Solução caseira, não. A água sanitária destrói o corante do tecido de forma irreversível. As alternativas são tingimento profissional do estofado ou troca do revestimento. Nunca aplique mais água sanitária “para uniformizar” a cor, pois isso só aumenta o dano nas fibras.
Quanto tempo leva para uma mancha de café se tornar permanente?
Em tecidos de algodão sem tratamento, os taninos do café começam a fixar nas fibras em duas a quatro horas. Em tecidos sintéticos (poliéster), a janela é maior, podendo chegar a 12 horas. Em ambos os casos, quanto mais rápido agir, melhor o resultado.
Extratora portátil resolve mancha antiga?

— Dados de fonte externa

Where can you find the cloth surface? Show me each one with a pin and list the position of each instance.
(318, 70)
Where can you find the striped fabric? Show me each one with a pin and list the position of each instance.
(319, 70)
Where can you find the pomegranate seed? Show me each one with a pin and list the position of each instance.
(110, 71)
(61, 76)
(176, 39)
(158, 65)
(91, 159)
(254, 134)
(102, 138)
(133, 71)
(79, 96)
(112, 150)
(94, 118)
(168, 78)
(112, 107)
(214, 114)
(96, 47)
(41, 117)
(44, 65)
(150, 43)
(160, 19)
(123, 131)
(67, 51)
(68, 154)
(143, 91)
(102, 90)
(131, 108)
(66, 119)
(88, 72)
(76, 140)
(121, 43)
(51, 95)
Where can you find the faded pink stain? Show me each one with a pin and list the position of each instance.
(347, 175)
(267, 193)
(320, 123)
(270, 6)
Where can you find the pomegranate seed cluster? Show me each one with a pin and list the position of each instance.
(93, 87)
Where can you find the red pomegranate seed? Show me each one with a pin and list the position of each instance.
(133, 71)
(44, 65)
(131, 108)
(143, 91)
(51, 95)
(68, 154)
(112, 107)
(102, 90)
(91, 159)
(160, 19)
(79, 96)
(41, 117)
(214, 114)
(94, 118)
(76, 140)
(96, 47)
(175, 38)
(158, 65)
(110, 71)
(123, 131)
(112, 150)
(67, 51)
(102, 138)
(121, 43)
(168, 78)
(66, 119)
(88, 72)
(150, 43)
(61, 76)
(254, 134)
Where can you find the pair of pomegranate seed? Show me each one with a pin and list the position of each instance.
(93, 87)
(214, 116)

Depende. Extratoras residenciais (tipo WAP ou similares) lavam e aspiram a fibra, sendo eficazes para sujeira acumulada e manchas leves. Para manchas antigas e profundas, a potência de uma extratora profissional (usada por empresas de higienização) faz diferença real. Se a sua extratora caseira não resolveu em duas passadas, o próximo passo é o serviço profissional.
Tecido impermeabilizado dispensa cuidados com manchas?
Não dispensa, mas facilita muito. A impermeabilização impede que o líquido penetre na fibra, dando tempo para você limpar com pano úmido antes que a mancha se forme. Porém, gordura quente, tinta e produtos químicos podem superar a barreira. A impermeabilização reduz o problema, não elimina.